Tuesday, August 20, 2013

401K plans are screwing employees!

Interesting paper making this point by Curtis & Ayres.

A lot can go wrong in 401k plans. Investors can make bad choices and fail to diversify. But, the plan provider can also cause problems by giving investors a menu with lots of high fee options. Apparently this is common.

My University took us out of TIAA-CREF a couple years ago and sold us to Fidelity, who were only going to offer actively managed relatively high-fee funds. Faculty complained and some index funds and some TIAA-CREF grandfathering were allowed. But we constantly get bombarded with emails from Fidelity.
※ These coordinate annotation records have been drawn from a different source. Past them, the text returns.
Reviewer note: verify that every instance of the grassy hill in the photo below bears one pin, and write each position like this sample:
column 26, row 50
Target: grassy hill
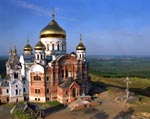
column 117, row 67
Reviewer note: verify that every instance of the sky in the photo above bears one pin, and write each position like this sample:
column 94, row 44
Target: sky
column 108, row 27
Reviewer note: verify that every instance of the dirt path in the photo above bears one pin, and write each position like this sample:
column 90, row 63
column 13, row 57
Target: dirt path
column 109, row 109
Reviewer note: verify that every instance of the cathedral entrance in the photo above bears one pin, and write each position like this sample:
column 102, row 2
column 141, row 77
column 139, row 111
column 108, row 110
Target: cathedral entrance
column 17, row 100
column 74, row 92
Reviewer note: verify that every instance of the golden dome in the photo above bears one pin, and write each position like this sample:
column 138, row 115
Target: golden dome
column 80, row 45
column 40, row 46
column 53, row 30
column 28, row 47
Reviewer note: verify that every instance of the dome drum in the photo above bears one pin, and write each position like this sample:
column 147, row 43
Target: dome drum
column 53, row 36
column 40, row 46
column 53, row 30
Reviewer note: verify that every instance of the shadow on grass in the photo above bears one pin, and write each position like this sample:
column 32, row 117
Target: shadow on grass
column 97, row 113
column 51, row 110
column 139, row 91
column 125, row 114
column 100, row 115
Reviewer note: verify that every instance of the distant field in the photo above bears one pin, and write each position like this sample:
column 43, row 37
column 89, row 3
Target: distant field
column 3, row 66
column 117, row 67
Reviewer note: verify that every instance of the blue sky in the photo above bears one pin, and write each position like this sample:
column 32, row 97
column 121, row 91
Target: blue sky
column 108, row 27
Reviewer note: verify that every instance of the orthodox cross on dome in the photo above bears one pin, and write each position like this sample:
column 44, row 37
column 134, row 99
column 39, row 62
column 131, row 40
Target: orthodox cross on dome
column 80, row 37
column 127, row 87
column 27, row 40
column 53, row 13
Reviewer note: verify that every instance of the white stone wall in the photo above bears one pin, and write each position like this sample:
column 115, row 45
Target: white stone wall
column 48, row 42
column 4, row 91
column 39, row 99
column 81, row 54
column 16, row 90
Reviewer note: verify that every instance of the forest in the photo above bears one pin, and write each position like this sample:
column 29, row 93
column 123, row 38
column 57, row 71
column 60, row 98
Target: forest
column 120, row 66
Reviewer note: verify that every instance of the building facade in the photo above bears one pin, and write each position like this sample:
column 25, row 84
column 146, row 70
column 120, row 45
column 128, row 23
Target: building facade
column 48, row 73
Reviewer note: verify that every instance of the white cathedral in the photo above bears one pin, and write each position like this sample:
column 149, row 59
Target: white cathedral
column 48, row 73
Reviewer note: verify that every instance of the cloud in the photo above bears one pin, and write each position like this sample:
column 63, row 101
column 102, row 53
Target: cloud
column 38, row 10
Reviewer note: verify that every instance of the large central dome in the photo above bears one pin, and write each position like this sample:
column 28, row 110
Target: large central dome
column 53, row 30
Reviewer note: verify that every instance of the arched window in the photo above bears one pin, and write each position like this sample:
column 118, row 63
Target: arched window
column 62, row 47
column 52, row 46
column 37, row 78
column 15, row 75
column 37, row 56
column 58, row 47
column 80, row 56
column 47, row 47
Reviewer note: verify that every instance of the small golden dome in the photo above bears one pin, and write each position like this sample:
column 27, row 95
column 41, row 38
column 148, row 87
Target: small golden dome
column 53, row 30
column 40, row 46
column 28, row 47
column 15, row 50
column 80, row 45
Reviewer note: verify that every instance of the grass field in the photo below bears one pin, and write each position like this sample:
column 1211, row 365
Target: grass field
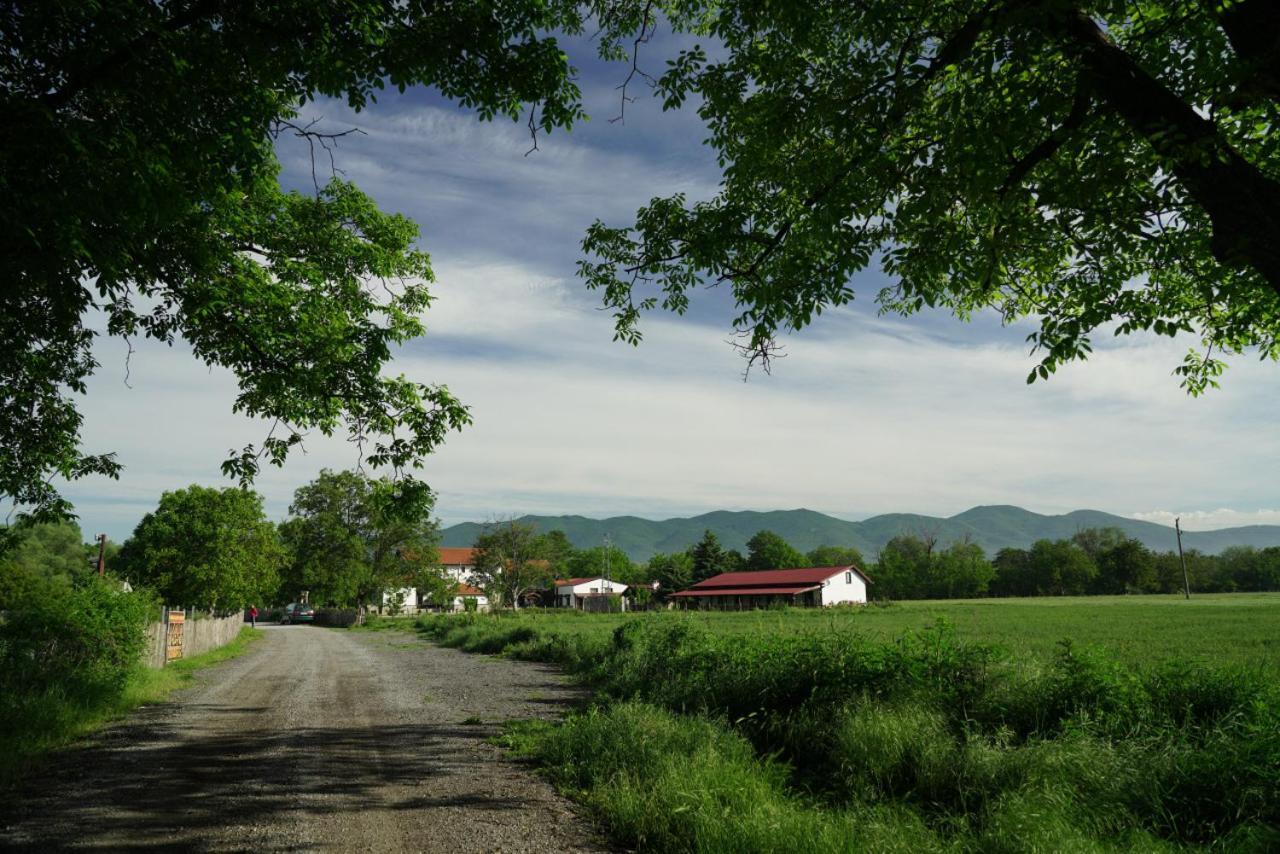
column 883, row 729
Anyway, Curtis and Ayres find in their sample that, "investors incur fees both at the plan and fund level. The combination of plan expenses, mutual fund fees, and menu limitations account for a loss of 10.2% of the optimal risk-premium." So the excess return is on average 10 percent lower because of high fees. They even show that the seeming overweighting of investors into their own company's stock in these plans is not necessarily irrational given the high expenses associated with a lot of the other options in many plans.

It's easy to say, we need regulation! But, this is already a fairly highly regulated industry, and more regulation is not always better.

As always, what would help is better financial education for average people, but this is not easy. Tyler and Alex's textbook has a chapter on investing, but I absolutely could not convince my students that they couldn't beat the market on average. Nor could I convince them that the high returns earned by some managers or funds were likely due to survivorship bias.


14 comments:

Jeff said...

In addition to being highly regulated, it's also pretty competitive. I suspect that if 401(k) plan administrators really are sticking it to their clients' employees by only offering high fee, actively managed fund options, it's probably because the company's HR Department is falling down on the job and not demanding more/better options for themselves and their coworkers.

kebko said...

My HR department doesn't tell me where to buy groceries. The problem with 401k's is that the government created an arbitrary source of rents called a 401k.

Paul Gowder said...

Seriously, the students weren't convinced? Do you have any clue why not/what was going through their heads?

Angus said...

Paul they just kept chanting "George Soros" and "Warren Buffett". I couldn't get them to see that pure dumb luck would produce a Warren Buffett if you start with enough investors.

DL said...

Our Uni is thinking about "single provider" but is having trouble doing it. Amazingly, about 35% of our *total* retirement is in the "guaranteed" portion of the TIAA.

Angus, I have a competition in class where people guess heads or tails on a coin toss. I keep playing until there is one winner and then I consistently refer to him/her as that guy who is so good at guessing coin flips. "Seven in a row, you know what the odds of that are?" Believe it!

DL said...

That is, the faculty have allocated about 35% of their retirement savings into TIAA's guaranteed section, the one where you get some fixed return and can't get the money out ever.

I was like, wow, you know where we put all our money?

Paul Gowder said...

Really! Show them this:
http://www.cnbc.com/id/100518304

No less than Buffet himself saying "use an index fund, idiots."

John Thacker said...

The positive thing is that Vanguard and index funds in general do seem to be getting more and more popular over the years. Though there still are plenty of suckers, and more born every minute.

popshobby said...

One other thing. If you invest with pre-tax money, all the gains come out taxed at ordinary income.
No attractive capital gains rates for us, even though the prime purpose of most funds is to generate capital gains.

Anonymous said...

Explain to your students that Buffet and Soros "beat the market" by actively participating in the companies they buy. Capital gains in their case is more akin to compensation for their contributions (both intellectual and financial) as opposed to an indication of their ability to determine which stocks will have the greatest rise in value from an unfathomable number of factors. That's why my IRA is in a hedge fund that buys influential shares and actively uses its influence. Unfortunately the government only allows "accredited investors" (ie. much wealthier than most)to invest in hedge funds.

Chris T said...

Frontline did a nice piece on this issue -

http://www.pbs.org/wgbh/pages/frontline/retirement-gamble/

Anonymous said...

As opposed to the chronically underfunded state teachers pension my wife should receive?

Angus said...

Anon, I am partly counting on a state teachers pension myself!

JWO said...

So why are people allowed to put more money in a 401K than in an Ira or an SIRA?